The Dalai Lama on Succession and on the CIA

This year is the fortieth anniversary of the Dalai Lama’s flight from Tibet into Indian exile. He is sixty-five and some day even god-kings must die. But in the eyes of Tibetans he is also the fourteenth incarnation of the first Dalai Lama, who died in 1578. Eventually there will be a fifteenth Dalai Lama whose identity will be of the greatest importance for Tibetans—and for Beijing. The succession problem is therefore on the mind of the present Dalai Lama, who was in London in early May to give religious lectures to sold-out audiences of the faithful in the gigantic Wembley Convention Centre.

The Chinese expect to make, or at least to arrange, the choice of the fifteenth Dalai Lama; they hope a friendly god-king will secure for them the legitimate hegemony over Tibet which they have yet to achieve with the two million inhabitants of the Autonomous Region who regard the exiled Dalai Lama as their leader.

When I suggested to the Dalai Lama, during a recent interview in London, that the abduction and disappearance in 1995 of the eleventh Panchen Lama, Tibet’s second-most-prominent religious leader, was a dress rehearsal for what will happen after he dies, he agreed. The tenth Panchen Lama died in 1989. Although a virtual prisoner of the Chinese, for many years he had publicly and privately criticized their condemnation of Buddhism and the persecution of its adherents.

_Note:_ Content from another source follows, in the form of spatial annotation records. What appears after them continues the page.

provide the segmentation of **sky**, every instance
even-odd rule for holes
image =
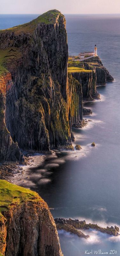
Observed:
[[[67,13],[119,13],[120,0],[0,0],[0,14],[42,13],[56,9]]]

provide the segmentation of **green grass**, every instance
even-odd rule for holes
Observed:
[[[42,22],[46,24],[55,24],[56,18],[58,15],[64,17],[64,15],[59,11],[56,10],[50,10],[30,22],[7,28],[7,29],[0,30],[0,33],[6,32],[8,30],[11,30],[12,32],[14,31],[16,34],[19,34],[21,32],[32,33],[34,31],[37,24],[39,23]]]
[[[21,56],[21,53],[18,51],[17,48],[11,47],[5,50],[0,50],[0,76],[5,74],[8,71],[7,63],[10,63],[10,66],[15,65],[17,59]]]
[[[38,201],[41,199],[36,192],[0,180],[0,219],[2,212],[8,211],[12,204],[19,204],[22,201]]]
[[[92,70],[85,69],[82,68],[78,68],[76,67],[68,67],[68,72],[73,73],[74,72],[92,72]]]

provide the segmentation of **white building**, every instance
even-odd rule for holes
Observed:
[[[85,56],[87,57],[89,57],[91,56],[97,56],[97,47],[96,44],[95,44],[94,48],[94,52],[80,52],[79,55],[79,57],[80,59],[85,59],[86,57]]]

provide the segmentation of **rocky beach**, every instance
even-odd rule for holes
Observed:
[[[61,218],[68,215],[67,211],[65,214],[62,211],[57,218],[54,213],[54,220],[49,208],[53,213],[50,192],[51,196],[52,192],[57,194],[54,180],[56,175],[56,184],[60,182],[59,170],[71,159],[75,166],[99,148],[93,140],[84,145],[86,140],[82,133],[95,124],[92,104],[99,102],[101,108],[102,100],[97,86],[113,82],[113,77],[98,56],[82,62],[70,60],[65,19],[56,10],[26,24],[0,30],[0,43],[2,255],[62,256],[56,228],[87,240],[91,230],[119,236],[117,224],[105,228],[86,224],[79,218],[70,218],[71,213],[69,219]],[[73,67],[77,72],[73,71]],[[63,192],[65,198],[68,196],[65,193]],[[58,199],[55,200],[57,204]],[[65,211],[67,207],[61,206],[60,202],[56,211]]]

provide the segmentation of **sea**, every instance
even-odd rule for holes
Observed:
[[[0,14],[0,29],[38,16]],[[93,114],[84,118],[91,122],[83,128],[73,129],[75,143],[82,149],[73,152],[56,151],[54,157],[48,157],[42,165],[40,163],[37,167],[29,167],[33,173],[40,174],[33,176],[29,186],[47,202],[54,218],[78,219],[103,227],[116,225],[120,228],[120,14],[65,16],[69,55],[93,51],[96,44],[97,54],[114,80],[97,87],[100,100],[84,104]],[[94,148],[91,146],[93,141]],[[80,238],[58,231],[64,256],[120,256],[120,236],[92,229],[83,232],[90,238]]]

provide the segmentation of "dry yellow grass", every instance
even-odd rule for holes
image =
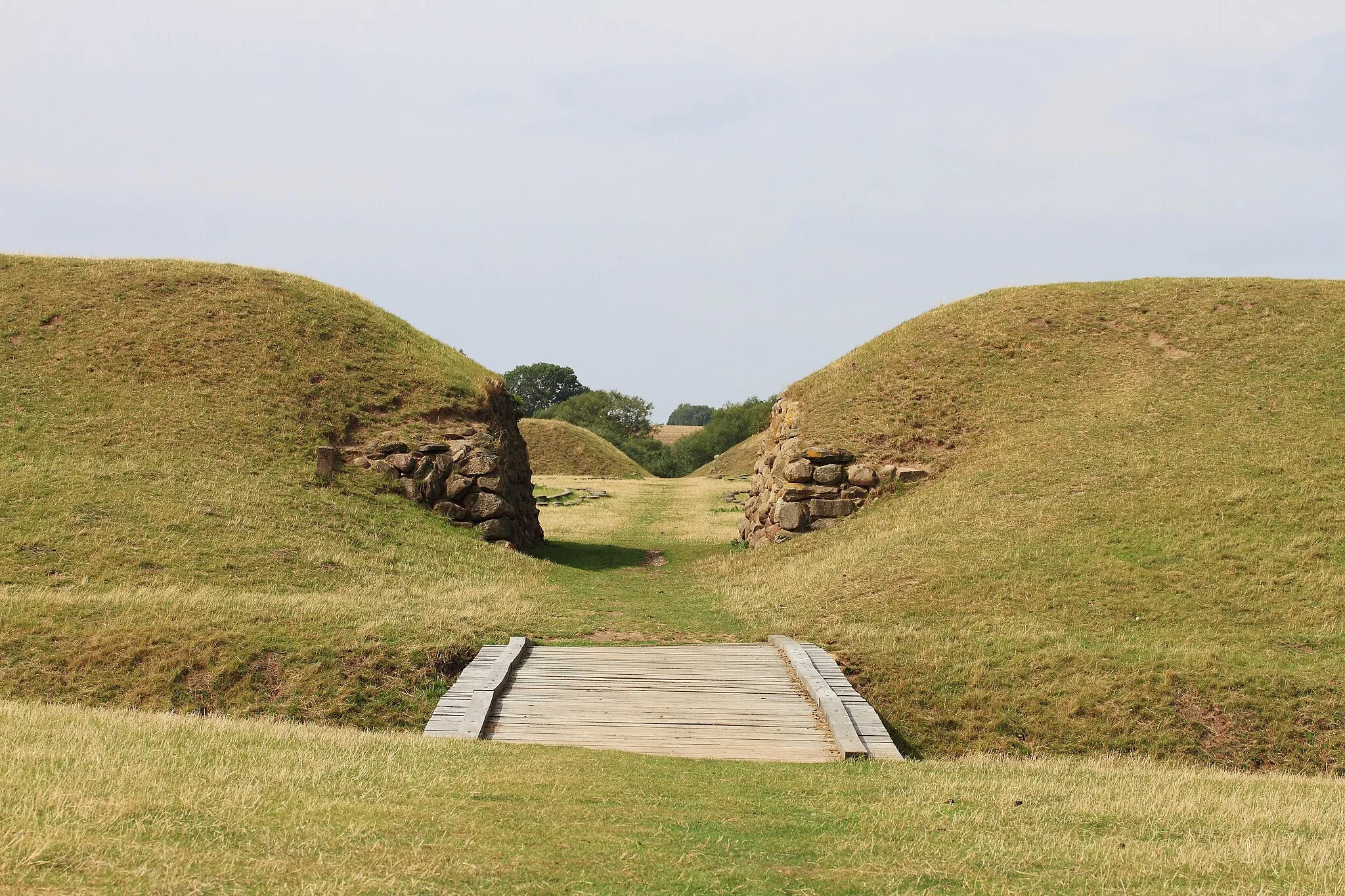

In the spring of 1995 the Dalai Lama appointed Gendun Choekyi Nyima, a six-year-old boy, as eleventh Panchen. He vanished in May of that year together with his family and Abbot Chadrel Rimpoche from the Tashilhunpo, the Panchen’s traditional monastery in Tibet.

Near the end of 1995 a spokesman for China’s Foreign Ministry said that the child, whom Beijing had earlier described as a “dog drowner,” “is where he is supposed to be,” and insisted that “the Chinese government does not know the address of every one of its citizens.” The authorities still decline to disclose his whereabouts, but insist he is well and that they are shielding him from kidnapping by Tibetan exiles. The Dalai Lama told me that he has no idea where he is.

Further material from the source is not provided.